Je n’ai jamais foutu les pieds à Nottingham. Le seul truc chez moi qui pouvait faire écho à cette ville, excepté les histoires de Robin des Bois et de la forêt de Sherwood, restait les romans d’Alan Sillitoe et le Nottingham Forest de Brian Clough. C’est pour ça que j’ai voulu en savoir un peu plus sur les Sleaford Mods, un groupe originaire de ce coin boisé et que j’ai découvert récemment. Rien que leur nom déboite. Et leur post-punk déboîte tout autant.

Sérieux, ca faisait longtemps que j’avais pas écouté un truc aussi bien. Imaginez les mecs de The Fall aujourd’hui – s’ils avaient encore la moindre pertinence – en jogging Nike et parka North Face, en train de bouffer du poisson frit un dimanche après-midi devant la BBC 2 et une Newcastle en canette grand format. C’est bien comme ça. J’ai posé quelques questions par mail à leur chanteur, Jason.

VICE : Il semblerait que vous soyez des grands fans de The Thing de John Carpenter. Qu’est-ce que tu aimes dans ce film ?
Jason Williamson :
Tous les personnages du film sont des cols bleus à l’exception d’un docteur et d’un scientifique. Ces mecs détestent leur boulot et ce putain de monstre horrible se pointe et offre à la plupart d’entre eux une mort violente et douloureuse, mais ce truc leur prend leur code génétique, donc ils ne meurent pas vraiment. C’est horrible. Et ça reprend de plus belle au fur et à mesure que le film avance, la même chose, quel enfer.

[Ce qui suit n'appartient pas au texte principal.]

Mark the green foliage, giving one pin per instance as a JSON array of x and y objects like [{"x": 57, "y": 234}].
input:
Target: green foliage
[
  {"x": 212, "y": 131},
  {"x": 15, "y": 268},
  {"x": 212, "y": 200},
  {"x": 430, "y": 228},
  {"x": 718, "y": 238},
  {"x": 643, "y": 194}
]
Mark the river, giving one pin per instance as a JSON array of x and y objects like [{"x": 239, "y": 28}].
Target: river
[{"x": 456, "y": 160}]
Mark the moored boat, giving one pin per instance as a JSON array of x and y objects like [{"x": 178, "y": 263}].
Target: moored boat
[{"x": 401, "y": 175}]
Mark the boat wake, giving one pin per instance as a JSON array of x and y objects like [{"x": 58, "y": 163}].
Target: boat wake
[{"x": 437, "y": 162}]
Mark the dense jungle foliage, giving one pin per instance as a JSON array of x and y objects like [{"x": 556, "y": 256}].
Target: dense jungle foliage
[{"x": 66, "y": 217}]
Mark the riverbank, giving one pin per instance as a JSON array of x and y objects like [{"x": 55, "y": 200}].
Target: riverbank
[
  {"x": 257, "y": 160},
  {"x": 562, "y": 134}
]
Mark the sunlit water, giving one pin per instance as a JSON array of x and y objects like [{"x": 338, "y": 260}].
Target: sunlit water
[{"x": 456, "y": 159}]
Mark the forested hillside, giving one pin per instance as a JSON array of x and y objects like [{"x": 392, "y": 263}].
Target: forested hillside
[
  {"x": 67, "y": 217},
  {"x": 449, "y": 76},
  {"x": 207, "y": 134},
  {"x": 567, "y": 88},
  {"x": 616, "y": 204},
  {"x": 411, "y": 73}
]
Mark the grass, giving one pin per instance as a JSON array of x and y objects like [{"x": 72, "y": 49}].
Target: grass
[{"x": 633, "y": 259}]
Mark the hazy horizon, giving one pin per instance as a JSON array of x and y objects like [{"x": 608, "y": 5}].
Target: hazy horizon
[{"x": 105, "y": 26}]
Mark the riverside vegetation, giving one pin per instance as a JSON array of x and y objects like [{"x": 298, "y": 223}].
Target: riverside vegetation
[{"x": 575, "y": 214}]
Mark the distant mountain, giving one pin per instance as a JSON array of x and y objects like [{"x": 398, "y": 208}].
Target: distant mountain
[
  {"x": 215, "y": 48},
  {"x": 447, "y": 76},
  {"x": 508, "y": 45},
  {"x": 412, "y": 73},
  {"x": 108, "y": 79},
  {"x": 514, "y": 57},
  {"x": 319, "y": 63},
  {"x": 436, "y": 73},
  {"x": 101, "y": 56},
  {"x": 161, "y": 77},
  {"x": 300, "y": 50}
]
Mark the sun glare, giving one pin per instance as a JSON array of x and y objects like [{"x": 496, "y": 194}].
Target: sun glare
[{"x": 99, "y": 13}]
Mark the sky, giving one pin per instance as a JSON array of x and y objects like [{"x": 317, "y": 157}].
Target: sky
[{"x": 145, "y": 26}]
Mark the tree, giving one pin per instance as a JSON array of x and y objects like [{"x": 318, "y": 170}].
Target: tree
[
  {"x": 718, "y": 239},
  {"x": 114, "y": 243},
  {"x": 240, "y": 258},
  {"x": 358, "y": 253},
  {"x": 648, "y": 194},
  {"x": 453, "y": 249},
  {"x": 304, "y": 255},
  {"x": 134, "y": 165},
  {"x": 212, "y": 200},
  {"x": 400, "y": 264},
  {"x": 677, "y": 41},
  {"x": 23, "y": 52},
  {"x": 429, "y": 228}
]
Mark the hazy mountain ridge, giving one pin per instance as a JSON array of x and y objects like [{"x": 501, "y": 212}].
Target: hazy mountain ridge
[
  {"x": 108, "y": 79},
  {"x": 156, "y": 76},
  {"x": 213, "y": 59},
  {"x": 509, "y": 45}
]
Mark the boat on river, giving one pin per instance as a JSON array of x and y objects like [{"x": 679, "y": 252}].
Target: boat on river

À quoi ressemblent les East Midlands ? Sur la page du Wikipedia français, ils parlent de golf et de voile. Ceci dit, Nottingham et Sherwood doivent leur célébrité à autre chose.
Du golf et de la voile ? Ah, ah ! Bon, j’imagine qu’il y a des parcours de golf dans le coin, mais c’est réservé aux blaireaux.  Du golf… C’est comme conduire une Porsche, strictement aucun intérêt. Les East Midlands sont une région assez grande, il y a plein de maisons centenaires et de moulins. Les centres-villes sont un mélange d’architecture des soixante-dix et d’influences américaines – le genre de bâtiments aux toits plats, comme des fast-foods.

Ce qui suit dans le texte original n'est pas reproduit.